It was the closest thing to real football for the Dolphins, who wore helmets for the first time this offseason, and offered small glimpses of what a new offense would look like for Miami. But the lasting memory was the defense's dominance against the quarterbacks; in addition to Tagovailoa's five, backup Jacoby Brissett threw two interceptions in fewer reps.
"Obviously, you want to be smart, but if there's a time to make mistakes, now is the time to make mistakes," Tagovailoa said. "We're just seeing what we can fit into holes, what we can throw into coverages, come into the film room and then learn from it."

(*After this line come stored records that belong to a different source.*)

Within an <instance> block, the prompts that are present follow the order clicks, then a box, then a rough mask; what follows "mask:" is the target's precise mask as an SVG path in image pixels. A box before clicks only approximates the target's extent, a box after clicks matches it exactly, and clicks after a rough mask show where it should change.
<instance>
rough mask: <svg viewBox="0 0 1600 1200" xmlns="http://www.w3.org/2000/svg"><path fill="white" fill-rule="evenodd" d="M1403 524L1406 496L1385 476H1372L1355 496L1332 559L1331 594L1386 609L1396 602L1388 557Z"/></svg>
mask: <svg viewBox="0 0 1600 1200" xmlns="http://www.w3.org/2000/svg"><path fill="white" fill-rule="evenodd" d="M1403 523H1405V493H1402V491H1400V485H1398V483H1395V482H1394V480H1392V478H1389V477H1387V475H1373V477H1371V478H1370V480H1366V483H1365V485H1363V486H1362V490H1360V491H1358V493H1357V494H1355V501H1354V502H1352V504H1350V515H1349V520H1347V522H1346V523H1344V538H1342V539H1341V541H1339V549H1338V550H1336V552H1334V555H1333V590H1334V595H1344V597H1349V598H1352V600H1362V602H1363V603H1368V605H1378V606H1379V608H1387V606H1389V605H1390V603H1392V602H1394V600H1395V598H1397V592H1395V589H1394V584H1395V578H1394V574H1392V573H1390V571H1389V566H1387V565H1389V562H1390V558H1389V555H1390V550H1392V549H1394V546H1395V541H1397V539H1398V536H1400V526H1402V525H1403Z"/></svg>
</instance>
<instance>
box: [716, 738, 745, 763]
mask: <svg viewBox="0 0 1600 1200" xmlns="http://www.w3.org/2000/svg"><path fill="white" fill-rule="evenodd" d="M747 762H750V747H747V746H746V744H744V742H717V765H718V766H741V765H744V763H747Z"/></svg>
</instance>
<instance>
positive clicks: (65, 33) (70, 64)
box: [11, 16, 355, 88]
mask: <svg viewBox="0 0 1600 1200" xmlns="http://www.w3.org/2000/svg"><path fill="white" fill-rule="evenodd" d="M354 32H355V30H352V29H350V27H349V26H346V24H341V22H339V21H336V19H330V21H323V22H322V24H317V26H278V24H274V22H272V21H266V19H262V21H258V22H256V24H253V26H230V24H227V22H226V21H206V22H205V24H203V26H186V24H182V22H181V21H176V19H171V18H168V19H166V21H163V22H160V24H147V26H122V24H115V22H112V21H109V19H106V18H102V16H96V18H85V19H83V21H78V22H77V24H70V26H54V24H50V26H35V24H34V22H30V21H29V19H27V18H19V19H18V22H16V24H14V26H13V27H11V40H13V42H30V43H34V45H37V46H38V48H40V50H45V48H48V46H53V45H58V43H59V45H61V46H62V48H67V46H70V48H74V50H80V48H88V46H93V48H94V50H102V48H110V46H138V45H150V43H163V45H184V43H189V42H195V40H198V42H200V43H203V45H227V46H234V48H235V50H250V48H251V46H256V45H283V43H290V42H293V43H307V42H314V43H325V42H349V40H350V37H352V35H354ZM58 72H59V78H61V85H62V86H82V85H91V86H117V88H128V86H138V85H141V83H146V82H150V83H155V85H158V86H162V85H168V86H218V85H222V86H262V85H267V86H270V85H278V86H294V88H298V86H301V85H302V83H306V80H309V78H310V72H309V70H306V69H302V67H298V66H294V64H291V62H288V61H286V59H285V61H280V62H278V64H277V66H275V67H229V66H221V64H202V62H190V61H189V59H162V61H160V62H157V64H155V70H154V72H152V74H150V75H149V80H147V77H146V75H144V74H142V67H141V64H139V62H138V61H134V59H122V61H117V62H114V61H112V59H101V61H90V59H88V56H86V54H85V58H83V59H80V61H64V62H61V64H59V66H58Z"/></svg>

Much of practice consisted of a torrential downpour, and the Dolphins never left the outside field. It was clear coach Brian Flores wanted them to play through the adverse circumstances.
"Today the emphasis for us, quarterbacks, we wanted to be aggressive today within the pass game. We wanted to see if we could fit throws in, see what throws we could make under these conditions. We wanted to push the ball vertical down the field," Tagovailoa said. "There were some plays that didn't go our way, but those are plays we can take away from in the film room."
The biggest criticism for Tagovailoa as a rookie was his hesitancy to throw deep and throw to open receivers. That is going to be a priority in the new Dolphins offense, and Tagovailoa has to perform better than he did in Tuesday's practice.
After practice, Tagovailoa accepted responsibility for the rough day but overall viewed it as a learning experience rather than an indictment of where his game is right now.